The issue you have with CSR is it's largely exposed to construction of detached housing. As you go into a higher interest rate environment, we think earnings are going to come under quite a bit of pressure.
Margins currently are about sort of 13%, 14% EBIT for the building materials business. In the past they've gotten down to as low as 8%. So we think earnings will come into a bit of pressure, which is why we don't own it in the portfolio.
But having said that, the market cap of $2.4 billion is backed by quite a bit of freehold property, like Ramsay Health Care Ltd (ASX: RHC). There's that surplus land there that's worth about $1.4 billion. If they can realise the value of that property, you're actually not paying a huge amount for that building materials business, even though earnings are about to fall off the cliff, effectively.
MF: So you would say it's interesting but not buying yet?
RD: Yeah, we'd say it's interesting. Like I said, it's not that expensive. It's not in our portfolio, but yeah, it's a stock we've got a watching brief on.
MF: The third one used to be called IOOF, and it's now Insignia Financial Ltd (ASX: IFL). The share price has more than halved from its pre-pandemic high.
RD: Insignia, for us, is a value trap and it's a stock we don't hold and we don't see ourselves holding stock even at these levels.
Think about what Insignia is — it's basically a wealth management platform business, which makes up most of its earnings. Insignia or IFL has been on the acquisition spree acquiring competing platforms such as the ANZ Group Holdings Ltd (ASX: ANZ) platform. But it's also an incumbent in the industry that's being disrupted by specialists like Netwealth Group Ltd (ASX: NWL) and Hub24 Ltd (ASX: HUB).
And Netwealth and Hub24 are gaining shares at a pretty fast clip relative to these incumbents such as Insignia. The reason why Netwealth and Hub are gaining share is that, unlike these incumbents, they're not saddled with legacy technology. They're not having to worry about integrating previous acquisitions. They've been quite nimble. They're able to roll out new features to the platform pretty quickly, which is why they've got better net promoter scores, better customer service scores, and that's why they're winning in terms of net flows.

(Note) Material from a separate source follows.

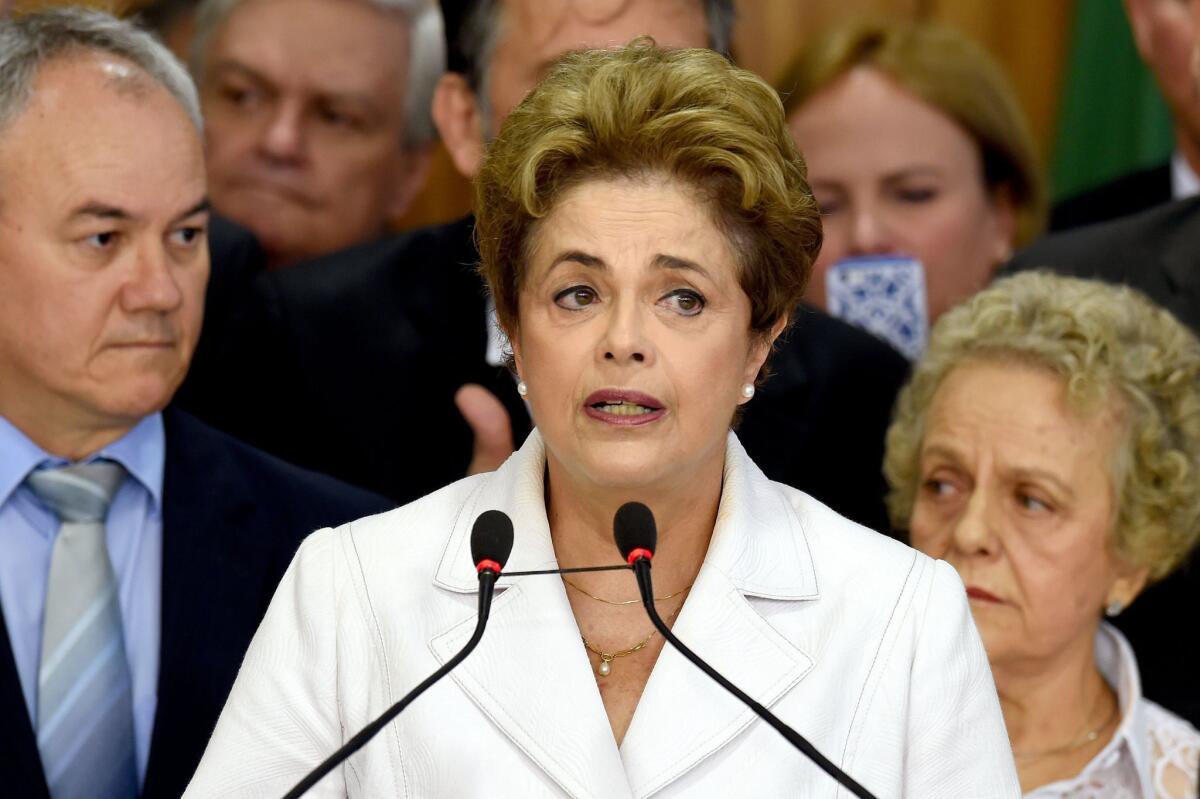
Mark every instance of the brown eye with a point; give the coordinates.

So Insignia, to us, it's a declining business. We think it's a technology business, [but] it's legacy technology. And you never really want to own legacy technology when there's new tech, new competitors with better technology that are disrupting you and they're lower cost.
The other reason why we've been cautious on Insignia is, while it looks cheap on 12 times earnings, if you look at the balance sheet, there are about half a billion dollars of remediation provisions still there which are yet to be paid out. That's a liability. Also, they've flagged to the market that there'll be close to $100 million of integration charges as they integrate previous acquisitions.
So as a shareholder, the cash flow returns are going to be well below reported earnings, and that's on top of them losing market share. So for us, [it's] a value trap. Not a company we would be interested in putting in the portfolio.